Our NormalMLP model assumes a Normal distribution as the output. However, we could be interested in comparing the performance of different distributions. TorchUncertainty provides a simple way to do this using the get_dist_linear_layer() function. Let us rewrite the NormalMLP model to use it.

from torch_uncertainty.layers.distributions import get_dist_linear_layer


class DistMLP(nn.Module):
    def __init__(self, in_features: int, out_features: int, dist_family: str) -> None:
        super().__init__()
        self.fc1 = nn.Linear(in_features, 50)
        dist_layer = get_dist_linear_layer(dist_family)
        self.fc2 = dist_layer(
            base_layer=nn.Linear,
            event_dim=out_features,
            in_features=50,
        )

    def forward(self, x):
        x = torch.relu(self.fc1(x))
        return self.fc2(x)

We can now train the model with different distributions. Let us train the model with a Laplace, Student’s t, and Cauchy distribution.
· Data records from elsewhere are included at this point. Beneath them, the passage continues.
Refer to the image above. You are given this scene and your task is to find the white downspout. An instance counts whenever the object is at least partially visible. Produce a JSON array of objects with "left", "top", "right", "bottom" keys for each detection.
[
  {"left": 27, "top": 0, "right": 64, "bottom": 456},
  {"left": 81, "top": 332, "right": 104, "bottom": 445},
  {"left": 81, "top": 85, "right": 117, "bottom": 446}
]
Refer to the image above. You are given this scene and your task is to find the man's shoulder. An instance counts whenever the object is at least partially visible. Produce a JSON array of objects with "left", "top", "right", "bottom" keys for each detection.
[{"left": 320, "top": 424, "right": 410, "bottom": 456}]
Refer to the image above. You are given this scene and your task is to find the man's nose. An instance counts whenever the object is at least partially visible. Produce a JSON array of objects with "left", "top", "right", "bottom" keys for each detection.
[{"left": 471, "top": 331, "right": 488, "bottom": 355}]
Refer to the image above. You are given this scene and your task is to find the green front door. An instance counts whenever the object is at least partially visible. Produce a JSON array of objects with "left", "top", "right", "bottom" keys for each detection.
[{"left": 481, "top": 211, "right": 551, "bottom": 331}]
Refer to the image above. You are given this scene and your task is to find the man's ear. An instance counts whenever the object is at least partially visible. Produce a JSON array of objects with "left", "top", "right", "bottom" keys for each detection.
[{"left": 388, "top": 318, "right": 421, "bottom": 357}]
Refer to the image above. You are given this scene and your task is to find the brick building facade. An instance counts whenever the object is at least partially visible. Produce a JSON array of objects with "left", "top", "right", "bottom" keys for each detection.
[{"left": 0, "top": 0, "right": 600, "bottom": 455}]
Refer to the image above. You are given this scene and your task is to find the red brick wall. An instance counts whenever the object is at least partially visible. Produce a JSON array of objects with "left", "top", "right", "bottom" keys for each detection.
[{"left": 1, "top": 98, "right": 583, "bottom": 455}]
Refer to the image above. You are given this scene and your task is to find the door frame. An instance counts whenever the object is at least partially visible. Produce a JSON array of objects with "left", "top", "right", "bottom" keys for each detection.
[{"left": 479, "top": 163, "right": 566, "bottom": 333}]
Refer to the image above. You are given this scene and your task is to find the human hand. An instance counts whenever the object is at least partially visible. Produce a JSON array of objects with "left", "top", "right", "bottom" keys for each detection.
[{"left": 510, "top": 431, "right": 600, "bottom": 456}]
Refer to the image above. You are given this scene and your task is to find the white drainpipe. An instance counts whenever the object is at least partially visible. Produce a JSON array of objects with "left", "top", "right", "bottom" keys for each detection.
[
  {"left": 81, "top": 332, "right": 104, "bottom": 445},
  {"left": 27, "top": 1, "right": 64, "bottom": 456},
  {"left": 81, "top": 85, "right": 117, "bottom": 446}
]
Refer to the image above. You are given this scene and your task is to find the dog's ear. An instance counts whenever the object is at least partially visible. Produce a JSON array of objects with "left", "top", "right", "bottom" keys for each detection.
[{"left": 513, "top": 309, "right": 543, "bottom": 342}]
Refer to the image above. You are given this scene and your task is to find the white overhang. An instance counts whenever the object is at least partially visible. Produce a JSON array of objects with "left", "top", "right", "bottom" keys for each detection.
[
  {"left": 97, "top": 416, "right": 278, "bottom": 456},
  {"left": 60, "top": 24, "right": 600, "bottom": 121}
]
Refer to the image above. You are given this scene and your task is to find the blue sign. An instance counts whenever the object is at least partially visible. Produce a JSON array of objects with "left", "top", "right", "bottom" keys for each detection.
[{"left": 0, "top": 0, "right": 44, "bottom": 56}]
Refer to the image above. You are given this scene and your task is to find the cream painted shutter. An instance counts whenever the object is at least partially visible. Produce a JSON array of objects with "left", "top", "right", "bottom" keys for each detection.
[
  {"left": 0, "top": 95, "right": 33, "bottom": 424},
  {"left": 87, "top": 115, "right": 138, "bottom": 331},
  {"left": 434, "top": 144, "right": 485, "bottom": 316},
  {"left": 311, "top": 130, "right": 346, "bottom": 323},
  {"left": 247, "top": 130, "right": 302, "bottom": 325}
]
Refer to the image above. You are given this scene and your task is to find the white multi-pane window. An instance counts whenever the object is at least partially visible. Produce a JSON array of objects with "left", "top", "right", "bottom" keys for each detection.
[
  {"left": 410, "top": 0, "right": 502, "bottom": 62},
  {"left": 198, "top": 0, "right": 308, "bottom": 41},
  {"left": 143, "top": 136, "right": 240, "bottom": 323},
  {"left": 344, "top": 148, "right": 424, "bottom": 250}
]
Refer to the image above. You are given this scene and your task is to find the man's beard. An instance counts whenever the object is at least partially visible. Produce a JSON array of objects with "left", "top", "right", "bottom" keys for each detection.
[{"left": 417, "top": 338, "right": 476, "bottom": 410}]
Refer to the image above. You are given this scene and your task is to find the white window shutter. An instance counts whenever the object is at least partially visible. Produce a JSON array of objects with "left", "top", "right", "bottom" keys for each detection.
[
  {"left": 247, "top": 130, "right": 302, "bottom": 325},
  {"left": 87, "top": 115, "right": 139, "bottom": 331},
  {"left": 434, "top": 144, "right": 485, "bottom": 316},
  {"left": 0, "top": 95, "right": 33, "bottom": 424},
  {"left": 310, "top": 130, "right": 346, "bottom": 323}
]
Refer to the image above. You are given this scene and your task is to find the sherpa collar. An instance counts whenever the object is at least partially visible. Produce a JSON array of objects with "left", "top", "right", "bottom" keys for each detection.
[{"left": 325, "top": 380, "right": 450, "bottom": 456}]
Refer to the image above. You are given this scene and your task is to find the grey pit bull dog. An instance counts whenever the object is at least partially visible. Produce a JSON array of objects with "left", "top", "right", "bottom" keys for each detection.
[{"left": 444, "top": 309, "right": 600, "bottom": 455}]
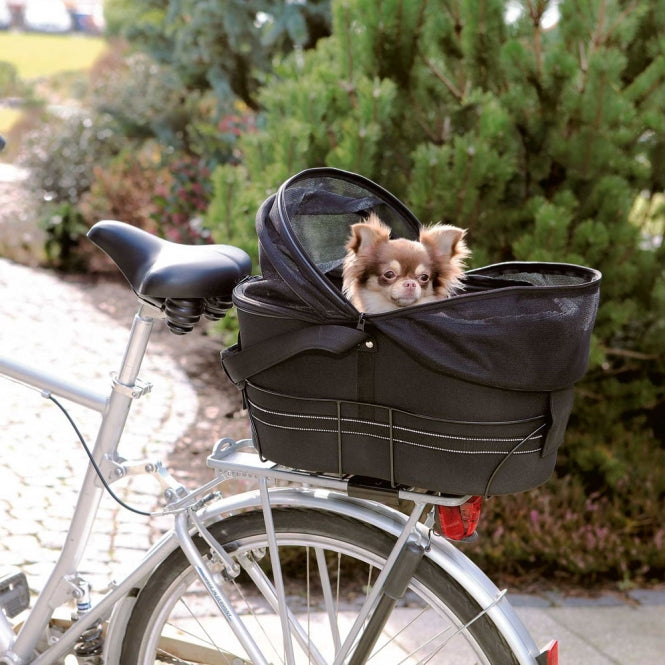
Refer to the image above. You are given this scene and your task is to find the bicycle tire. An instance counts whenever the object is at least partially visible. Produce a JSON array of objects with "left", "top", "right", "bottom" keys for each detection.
[{"left": 120, "top": 508, "right": 517, "bottom": 665}]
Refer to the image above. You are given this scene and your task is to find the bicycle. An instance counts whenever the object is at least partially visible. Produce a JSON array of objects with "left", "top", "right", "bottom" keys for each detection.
[{"left": 0, "top": 215, "right": 557, "bottom": 665}]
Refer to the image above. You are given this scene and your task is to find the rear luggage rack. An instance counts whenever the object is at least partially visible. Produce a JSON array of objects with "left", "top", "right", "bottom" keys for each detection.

Note that we use the mode as the point-wise estimate of the distribution as the mean is not defined for the Cauchy distribution.

for dist_family in ["laplace", "student", "cauchy"]:
    print("#" * 38)
    print(f">>> Training with {dist_family.capitalize()} distribution")
    print("#" * 38)
    trainer = TUTrainer(
        accelerator="gpu",
        devices=1,
        max_epochs=MAX_EPOCHS,
        enable_model_summary=False,
        enable_progress_bar=False,
    )
    model = DistMLP(in_features=8, out_features=1, dist_family=dist_family)
    routine = RegressionRoutine(
        output_dim=1,
        model=model,
        loss=loss,
        optim_recipe=torch.optim.Adam(model.parameters(), lr=5e-2),
        dist_family=dist_family,
        dist_estimate="mode",
    )
    trainer.fit(model=routine, datamodule=datamodule)
    trainer.test(model=routine, datamodule=datamodule)
######################################
>>> Training with Laplace distribution
######################################
┏━━━━━━━━━━━━━━┳━━━━━━━━━━━━━━━━━━━━━━━━━━━┓
┃ Test metric  ┃        Regression         ┃
┡━━━━━━━━━━━━━━╇━━━━━━━━━━━━━━━━━━━━━━━━━━━┩
│     MAE      │          0.30627          │
│     MSE      │          0.17243          │
│     NLL      │          0.47487          │
│     RMSE     │          0.41525          │
└──────────────┴───────────────────────────┘
######################################
>>> Training with Student distribution
######################################
┏━━━━━━━━━━━━━━┳━━━━━━━━━━━━━━━━━━━━━━━━━━━┓
┃ Test metric  ┃        Regression         ┃
┡━━━━━━━━━━━━━━╇━━━━━━━━━━━━━━━━━━━━━━━━━━━┩
│     MAE      │          0.27546          │
│     MSE      │          0.13468          │
│     NLL      │          0.41088          │
│     RMSE     │          0.36699          │
└──────────────┴───────────────────────────┘
######################################
>>> Training with Cauchy distribution
######################################
┏━━━━━━━━━━━━━━┳━━━━━━━━━━━━━━━━━━━━━━━━━━━┓
┃ Test metric  ┃        Regression         ┃
┡━━━━━━━━━━━━━━╇━━━━━━━━━━━━━━━━━━━━━━━━━━━┩
│     MAE      │          0.32669          │
│     MSE      │          0.20266          │
│     NLL      │          0.63690          │
│     RMSE     │          0.45018          │
└──────────────┴───────────────────────────┘

The Negative Log-Likelihood (NLL) is a good score to encompass the correctness of the predicted distributions, evaluating both the correctness of the mode (the point prediction) and of the predicted uncertainty around the mode (“represented” by the variance). Although there is a lot of variability, in this case, it seems that the Normal distribution often performs better.